San Luis Rey Golf Course, Bonsall, Feb 2014

It was standing room only at the San Luis Rey Country Club, as about three hundred neighboring residents showed up to hear what could be the future of the 50 year old golf course. They were angry they were told only days ago about plans that have been in the works for more than two years, to convert the green links back into native riparian habitat.

The current manager of the course, Bill Thead, said the company has been losing money for the past nine years, and is no longer viable. It’s part of a national trend, he said, due to overbuilding of golf courses.

“They’re closing all around the country,” he told the crowd, “ They’re closing here, they’re closing everywhere, and until enough of the them close, and supply and demand are balanced, it’s going to continue to happen.”

Many residents said they were afraid their property values would be affected. Bob Hilary, a real estate agent from Fallbrook said it would be equivalent to living next to a swamp.

The company hoping to turn the golf course back to its natural state, Conservation Land Group, plans to convert the land into a mitigation bank. This can be a profitable enterprise, as developers will pay for approximately an acre of the wetland as a mitigation credit, to offset environmental damage on half an acre of land they develop elsewhere.

Photo by Alison St John

Kevin Knowles of Conservation Land Group speaking to a standing-room-only meeting about the future of the San Luis Rey Golf Course. Feb 2014

Some at the meeting speculated that the course would be sold for three to four million dollars and could be turned around for twice that much as mitigation credits.

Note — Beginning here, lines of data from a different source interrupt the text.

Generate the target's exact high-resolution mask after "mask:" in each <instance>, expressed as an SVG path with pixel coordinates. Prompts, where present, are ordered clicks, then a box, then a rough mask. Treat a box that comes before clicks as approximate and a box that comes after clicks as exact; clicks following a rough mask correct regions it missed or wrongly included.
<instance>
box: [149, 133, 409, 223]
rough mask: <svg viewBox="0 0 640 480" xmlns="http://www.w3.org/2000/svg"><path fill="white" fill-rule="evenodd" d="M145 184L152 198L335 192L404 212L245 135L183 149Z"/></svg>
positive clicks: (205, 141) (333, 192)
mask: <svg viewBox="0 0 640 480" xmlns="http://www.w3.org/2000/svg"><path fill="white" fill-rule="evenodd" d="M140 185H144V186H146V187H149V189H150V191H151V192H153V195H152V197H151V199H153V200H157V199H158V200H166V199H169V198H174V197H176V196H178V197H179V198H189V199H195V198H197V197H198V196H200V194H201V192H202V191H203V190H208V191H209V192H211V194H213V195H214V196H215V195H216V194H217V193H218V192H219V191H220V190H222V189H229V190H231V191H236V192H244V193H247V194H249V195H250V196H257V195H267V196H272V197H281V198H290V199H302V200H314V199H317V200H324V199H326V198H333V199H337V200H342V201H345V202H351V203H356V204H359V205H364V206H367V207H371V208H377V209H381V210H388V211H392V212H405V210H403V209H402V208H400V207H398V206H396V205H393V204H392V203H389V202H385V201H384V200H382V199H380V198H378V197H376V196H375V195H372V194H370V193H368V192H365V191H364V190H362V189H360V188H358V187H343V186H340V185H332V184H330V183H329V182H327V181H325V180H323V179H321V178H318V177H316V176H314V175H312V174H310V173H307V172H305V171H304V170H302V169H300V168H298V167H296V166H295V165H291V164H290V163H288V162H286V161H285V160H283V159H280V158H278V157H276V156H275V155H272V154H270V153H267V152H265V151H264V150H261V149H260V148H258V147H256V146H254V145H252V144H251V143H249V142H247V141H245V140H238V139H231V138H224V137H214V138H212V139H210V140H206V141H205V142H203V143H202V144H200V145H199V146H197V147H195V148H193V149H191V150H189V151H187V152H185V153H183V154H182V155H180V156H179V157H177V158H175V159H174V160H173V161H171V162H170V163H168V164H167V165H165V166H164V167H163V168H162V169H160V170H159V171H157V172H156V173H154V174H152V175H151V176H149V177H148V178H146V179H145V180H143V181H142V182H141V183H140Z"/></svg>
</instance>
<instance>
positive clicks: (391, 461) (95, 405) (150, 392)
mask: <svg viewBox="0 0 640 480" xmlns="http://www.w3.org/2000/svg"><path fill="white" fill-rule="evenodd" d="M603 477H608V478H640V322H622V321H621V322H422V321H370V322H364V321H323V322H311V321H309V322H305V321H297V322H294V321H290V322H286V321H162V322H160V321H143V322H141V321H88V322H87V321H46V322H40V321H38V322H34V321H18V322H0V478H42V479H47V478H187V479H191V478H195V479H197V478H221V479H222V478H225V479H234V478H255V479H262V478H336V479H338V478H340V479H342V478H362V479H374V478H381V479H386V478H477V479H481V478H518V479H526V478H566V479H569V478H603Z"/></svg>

Thread said a golf course in Santa Barbara has already been turned into a mitigation bank.

Tim DeGraff, a consultant for Conservation Land Group, said there could be benefits to restoring Moosa Creek that runs through the property, since it would help avoid flooding in the future. He said reverting to natural habitat would save water used to irrigate the golf course, and benefit the water table. The project would create less traffic than the golf course generates, since the restored native wetland will be off limits for the public.

The riparian stream habitat will include trees, such as willows, sycamores up to 175 feet tall, and live oaks.

Residents worried about mosquitos, homeless encampments and increased fire hazards. They asked where they could walk their dogs if the area is fenced off.

A suggestion that the community rally together to purchase the golf course is not currently feasible, since Conservation Land Group has an exclusive option to buy the land. However if it turns out the permits are impossible to obtain, that option runs out at the end of this year.

The Army Corp of Engineers and the California Department of Fish and Game will be just two of the agencies involved in granting the necessary permits.

At the end of the public meeting, a representative from the Army Corps of Engineers complimented the community on their involvement in the issue, and extended the period of public comment, which was due to end in early March, to March 31st.